Audience Data Quality Control – 4 Tips to Help Marketers Navigate Third Party Data Providers
August 7, 2012 Leave a comment
In the last three years, integrating audience data to improve the targeting for online ad campaigns has become an industry standard. Unfortunately, not all audience data is created (and sourced) equally.
On July 27th, in an article about Google and 3rd party data, Laurie Sullivan interviewed Colette Dill-Lerner, the VP of Internet Marketing at leading direct marketing company Guthy-Renker, who said that when she reviewed data files, she found nearly 50% of their gender data was wrong. In essence, the data used provided as much value as a coin toss.
In the same way that a few spammers hurt the entire email marketing industry, providers of inaccurate data hurt the data targeting industry.

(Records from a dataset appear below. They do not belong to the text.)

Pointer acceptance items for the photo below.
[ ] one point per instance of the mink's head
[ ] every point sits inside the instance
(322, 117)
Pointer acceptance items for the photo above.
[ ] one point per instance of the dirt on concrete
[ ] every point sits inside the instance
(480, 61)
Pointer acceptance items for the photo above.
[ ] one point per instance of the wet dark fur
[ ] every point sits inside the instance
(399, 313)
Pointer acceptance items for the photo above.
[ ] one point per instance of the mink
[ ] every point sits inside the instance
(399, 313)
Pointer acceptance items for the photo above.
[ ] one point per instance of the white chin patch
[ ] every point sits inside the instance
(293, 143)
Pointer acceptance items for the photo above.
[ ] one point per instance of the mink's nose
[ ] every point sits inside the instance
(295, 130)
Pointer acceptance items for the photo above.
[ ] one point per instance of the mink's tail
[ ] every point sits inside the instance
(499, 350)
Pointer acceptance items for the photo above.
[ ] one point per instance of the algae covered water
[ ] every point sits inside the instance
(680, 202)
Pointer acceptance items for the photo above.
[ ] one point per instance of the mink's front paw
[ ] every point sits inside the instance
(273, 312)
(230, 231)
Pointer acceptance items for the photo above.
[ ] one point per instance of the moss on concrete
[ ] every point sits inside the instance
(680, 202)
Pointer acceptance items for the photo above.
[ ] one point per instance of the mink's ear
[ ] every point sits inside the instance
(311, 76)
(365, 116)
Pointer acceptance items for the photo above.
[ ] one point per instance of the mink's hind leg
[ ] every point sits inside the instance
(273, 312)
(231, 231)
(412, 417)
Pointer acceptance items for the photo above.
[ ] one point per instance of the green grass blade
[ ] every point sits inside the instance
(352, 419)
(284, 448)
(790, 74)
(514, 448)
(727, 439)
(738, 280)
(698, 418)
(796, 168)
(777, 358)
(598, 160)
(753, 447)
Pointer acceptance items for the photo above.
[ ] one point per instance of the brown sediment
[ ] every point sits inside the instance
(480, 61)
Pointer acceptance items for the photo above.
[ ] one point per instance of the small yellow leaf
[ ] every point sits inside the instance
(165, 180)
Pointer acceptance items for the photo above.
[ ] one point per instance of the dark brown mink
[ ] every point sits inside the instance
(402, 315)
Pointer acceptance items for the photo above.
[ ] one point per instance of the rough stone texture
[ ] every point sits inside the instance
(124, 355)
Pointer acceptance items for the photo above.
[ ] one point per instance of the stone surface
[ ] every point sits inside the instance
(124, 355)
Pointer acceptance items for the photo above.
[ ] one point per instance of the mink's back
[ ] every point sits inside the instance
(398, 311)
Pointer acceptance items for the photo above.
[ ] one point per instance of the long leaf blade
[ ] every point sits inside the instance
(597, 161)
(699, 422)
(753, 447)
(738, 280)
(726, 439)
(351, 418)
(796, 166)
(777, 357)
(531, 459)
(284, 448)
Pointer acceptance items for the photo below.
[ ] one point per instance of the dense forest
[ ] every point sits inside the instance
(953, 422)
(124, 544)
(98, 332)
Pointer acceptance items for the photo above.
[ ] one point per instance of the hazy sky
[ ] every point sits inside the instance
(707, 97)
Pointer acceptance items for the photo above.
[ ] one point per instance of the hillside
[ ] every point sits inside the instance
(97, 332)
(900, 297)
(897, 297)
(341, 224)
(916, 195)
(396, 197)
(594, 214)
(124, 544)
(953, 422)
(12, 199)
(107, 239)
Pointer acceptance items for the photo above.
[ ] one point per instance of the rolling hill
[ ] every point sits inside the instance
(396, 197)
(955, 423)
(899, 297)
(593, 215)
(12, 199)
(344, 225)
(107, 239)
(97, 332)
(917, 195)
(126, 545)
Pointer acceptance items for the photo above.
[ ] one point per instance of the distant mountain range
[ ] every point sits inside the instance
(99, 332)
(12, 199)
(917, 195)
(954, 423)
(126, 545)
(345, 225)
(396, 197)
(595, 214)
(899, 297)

So how can marketers ensure that they’re getting quality data to enhance targeting for their online advertising campaigns? Here are a few tips for conducting your own audience data quality control:
- Buy data which has been verified by an independent 3rd Party. In 1914, the Audit Bureau of Circulations was established to verify magazine circulations by advertisers, agencies and publishers in order to end deceptive pricing practices in the magazine industry. Today, most advertising vehicles have their reach/frequency/circulation data verified by an external body. So why isn’t audience data verified? The same companies which verify online traffic data also have the tools to verify audience data to ensure that the gender data is correct. Seek certification when you can.
- Buy data from a data provider which purchased the data directly from the source. With the growth in audience data usage, more and more vendors have started incorporating audience data into their offerings. To ensure the quality of the data they purchase, agencies and marketers should buy data either directly from the source OR from a data provider who purchased the data directly from the source. This way, there will always be someone accountable for the data. You shouldn’t have to be a detective to sniff out a source.

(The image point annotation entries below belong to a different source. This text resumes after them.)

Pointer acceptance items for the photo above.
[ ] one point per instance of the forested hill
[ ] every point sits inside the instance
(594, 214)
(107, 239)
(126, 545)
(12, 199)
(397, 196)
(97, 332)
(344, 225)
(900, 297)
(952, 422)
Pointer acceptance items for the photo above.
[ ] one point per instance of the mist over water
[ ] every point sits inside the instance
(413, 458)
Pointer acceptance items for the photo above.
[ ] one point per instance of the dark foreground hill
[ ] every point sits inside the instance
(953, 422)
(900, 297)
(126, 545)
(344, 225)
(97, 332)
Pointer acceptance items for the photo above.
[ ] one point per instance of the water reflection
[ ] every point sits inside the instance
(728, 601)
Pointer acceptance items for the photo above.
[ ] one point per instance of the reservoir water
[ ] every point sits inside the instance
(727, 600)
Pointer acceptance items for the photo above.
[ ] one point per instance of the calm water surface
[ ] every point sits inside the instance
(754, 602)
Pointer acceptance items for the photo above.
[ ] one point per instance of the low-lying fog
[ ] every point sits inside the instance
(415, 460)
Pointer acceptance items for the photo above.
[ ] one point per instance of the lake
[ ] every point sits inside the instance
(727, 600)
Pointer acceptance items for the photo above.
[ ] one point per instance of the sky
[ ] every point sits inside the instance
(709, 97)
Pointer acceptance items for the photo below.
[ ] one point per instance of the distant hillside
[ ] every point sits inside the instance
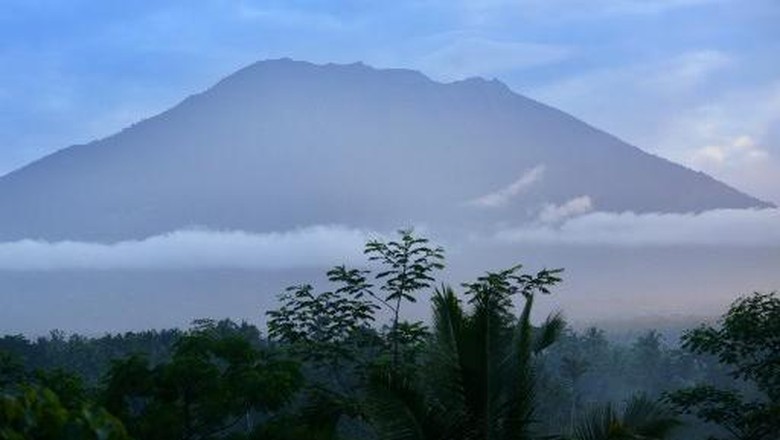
(282, 144)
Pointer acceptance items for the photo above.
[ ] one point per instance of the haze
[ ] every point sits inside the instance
(367, 119)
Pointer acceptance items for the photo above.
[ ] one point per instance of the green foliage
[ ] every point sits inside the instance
(477, 381)
(642, 419)
(407, 267)
(212, 383)
(33, 412)
(748, 342)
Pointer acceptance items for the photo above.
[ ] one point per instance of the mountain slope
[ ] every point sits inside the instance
(282, 144)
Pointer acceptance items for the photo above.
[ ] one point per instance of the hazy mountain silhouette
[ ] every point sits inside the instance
(281, 144)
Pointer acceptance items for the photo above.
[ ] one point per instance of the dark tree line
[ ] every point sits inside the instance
(331, 368)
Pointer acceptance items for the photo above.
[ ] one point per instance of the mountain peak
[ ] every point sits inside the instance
(285, 143)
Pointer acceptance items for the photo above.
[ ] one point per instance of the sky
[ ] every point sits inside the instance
(695, 81)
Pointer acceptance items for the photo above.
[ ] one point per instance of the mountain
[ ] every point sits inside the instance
(282, 144)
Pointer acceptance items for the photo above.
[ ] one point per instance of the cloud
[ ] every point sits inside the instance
(758, 228)
(469, 56)
(504, 195)
(740, 150)
(316, 246)
(552, 213)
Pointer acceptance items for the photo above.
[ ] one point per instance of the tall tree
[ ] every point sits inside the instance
(478, 378)
(748, 342)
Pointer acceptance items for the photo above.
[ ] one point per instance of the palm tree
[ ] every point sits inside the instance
(642, 419)
(477, 380)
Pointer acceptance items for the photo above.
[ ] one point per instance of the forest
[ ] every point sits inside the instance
(344, 363)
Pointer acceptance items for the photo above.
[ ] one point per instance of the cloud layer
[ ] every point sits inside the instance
(501, 197)
(318, 246)
(719, 227)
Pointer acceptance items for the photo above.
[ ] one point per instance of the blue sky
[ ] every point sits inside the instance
(696, 81)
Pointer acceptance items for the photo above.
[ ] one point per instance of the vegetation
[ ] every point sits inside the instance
(487, 368)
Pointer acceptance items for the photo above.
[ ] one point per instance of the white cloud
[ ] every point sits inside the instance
(718, 227)
(501, 197)
(317, 246)
(552, 213)
(468, 56)
(739, 151)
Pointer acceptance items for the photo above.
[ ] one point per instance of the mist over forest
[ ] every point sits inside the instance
(409, 220)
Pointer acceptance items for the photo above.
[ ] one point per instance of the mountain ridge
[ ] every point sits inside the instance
(306, 139)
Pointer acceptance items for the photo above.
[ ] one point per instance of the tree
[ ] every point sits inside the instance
(748, 342)
(642, 419)
(408, 266)
(477, 381)
(33, 412)
(214, 381)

- Buy data from a provider with enough range, volume and activity to support your campaign goals and enough of a track record to vet the data. When buying audience data, the audience segment you think will perform best is not always the one which actually performs best. The best results come from testing and analyzing campaign performance, and optimizing the data segments as the campaign progresses. That’s why it’s important to purchase audience data from a provider with a broad enough range of data segments to enable testing and analysis, and enough scale to reach your campaign goals. Plus, a long history of successfully performing campaigns at scale provides feedback to ensure that segments are regularly vetted and put to the test in the real world.
- Make sure that your verification methods match the data capture and targeting methods. If you are buying data that is derived at a household level and your campaign goals are targeting at an individual level, you have a data/performance mismatch that will not only result in poor verification scores, but also poor campaign performance. Ensure that your measurement criteria match with how the data was sourced and what your targeting efforts are trying to accomplish. A great place to start to understand data definitions is the IAB’s Data Lexicon, a detailed primer on the who, what and where of data sourcing. Additionally, it is critical to “test your tester” – dig deep into the methodology and check that it too complies with industry standards. As accuracy standards still aren’t “standard”, incompatibility between data collection and verification processes are rampant, and can unfortunately provide both false positives and negatives.
Audience targeting data is driving huge gains in campaign ROI. But, as its use proliferates, agencies and marketers need to take the necessary quality control measures to ensure their data sources are transparent, the data product is regularly vetted at scale and that campaign goals and performance metrics are aligned.